Who knows how the pricing will shake out? In SF, it seems like a lot of places have been trying to subsidize table service through larger margins on drinks.

I’m not sure one single national bubble exists, I think every market is different.

SF had a restaurant bubble associated with the dot-com bubble that popped around 2001, then another associated with the mortgage bubble that popped in 2008. Our tech sector is booming again, but many other parts of the country haven’t really come out of the 2008 recession.

It is wild that SF went from 3600 to 7600 restaurants between 2012-2016.

Amazing to think about how few of those seem to be worth eating at.

The problem to me seems more about the absurd copycatting. One place opens to success and then six more open to copy it etc…

I’d be curious how that is happening amidst the massacre of costs simultaneously going on.

I’m skeptical about both those numbers. In 2008, the director of the Golden Gate Restaurant Association told Michael Bauer the number of restaurants in San Francisco had declined after 9/11 (which coincided with the bursting of the dot-com bubble), but had since bounced back, and was “stable at around 2,500.” In 2014, a Bloomberg story said SF had 21.44 restaurants per 10,000 residents (the highest number in the country), which would have been around 1,800.

That sounds far more reasonable. I wonder where they got those insane numbers then?

He cited the SF Environmental Health Department as the source, so maybe that’s the number of food permits, which includes a lot of other kinds of businesses besides restaurants. The Cottage Food Law went into effect at the beginning of 2013, and that could account for most of the increase right there.

Unusual figure to cite then isn’t it?

It’s kind of interesting to think of 21 restaurants for 10,000 people though. Really makes you realize that most people must not eat at restaurants often.

Which is a good thing, IMO…unless you own or work at one.

Why is that?..

Saving money.
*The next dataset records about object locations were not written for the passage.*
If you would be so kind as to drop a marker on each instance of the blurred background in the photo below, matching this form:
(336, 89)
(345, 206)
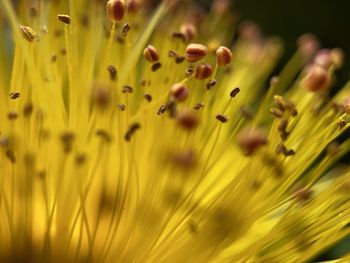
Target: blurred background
(328, 19)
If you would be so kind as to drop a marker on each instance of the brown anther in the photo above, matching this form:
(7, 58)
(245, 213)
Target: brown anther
(316, 80)
(222, 118)
(11, 156)
(127, 89)
(178, 92)
(234, 92)
(223, 56)
(151, 54)
(12, 115)
(104, 135)
(133, 6)
(195, 52)
(198, 106)
(112, 72)
(156, 66)
(250, 140)
(210, 84)
(341, 124)
(126, 29)
(346, 105)
(161, 109)
(64, 19)
(276, 112)
(67, 138)
(185, 159)
(172, 54)
(116, 9)
(187, 119)
(189, 71)
(274, 80)
(29, 34)
(14, 95)
(283, 125)
(203, 71)
(132, 129)
(148, 97)
(189, 31)
(179, 59)
(179, 35)
(121, 107)
(171, 108)
(246, 112)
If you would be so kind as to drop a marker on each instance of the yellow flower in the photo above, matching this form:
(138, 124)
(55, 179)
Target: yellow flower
(146, 139)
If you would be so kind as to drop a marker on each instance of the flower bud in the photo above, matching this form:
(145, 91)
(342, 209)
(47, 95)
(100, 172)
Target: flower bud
(308, 44)
(316, 79)
(179, 92)
(189, 31)
(151, 54)
(195, 52)
(203, 71)
(116, 9)
(223, 56)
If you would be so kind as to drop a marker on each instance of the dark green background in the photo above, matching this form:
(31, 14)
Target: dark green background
(328, 19)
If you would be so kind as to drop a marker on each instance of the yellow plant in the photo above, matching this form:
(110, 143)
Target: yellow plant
(132, 135)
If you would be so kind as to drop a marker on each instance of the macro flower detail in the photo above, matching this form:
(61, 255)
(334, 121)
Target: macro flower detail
(187, 150)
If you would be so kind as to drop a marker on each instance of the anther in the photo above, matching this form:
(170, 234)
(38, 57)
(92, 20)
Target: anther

Unless you’re on track to have a million dollars in some kind of retirement and no debt, people sure should be controlling their spending and eating out is a huge number of amount for a lot of people

So you think it’s good that most people are poor?..

I would think it would be an indicator of a better world of more people were eating at them than not if its an indication of prosperity.

I know endless people who make a lot of money but have nothing for retirement. And they live HIGH. Expensive and lots of eating and drinking in bars and restaurants.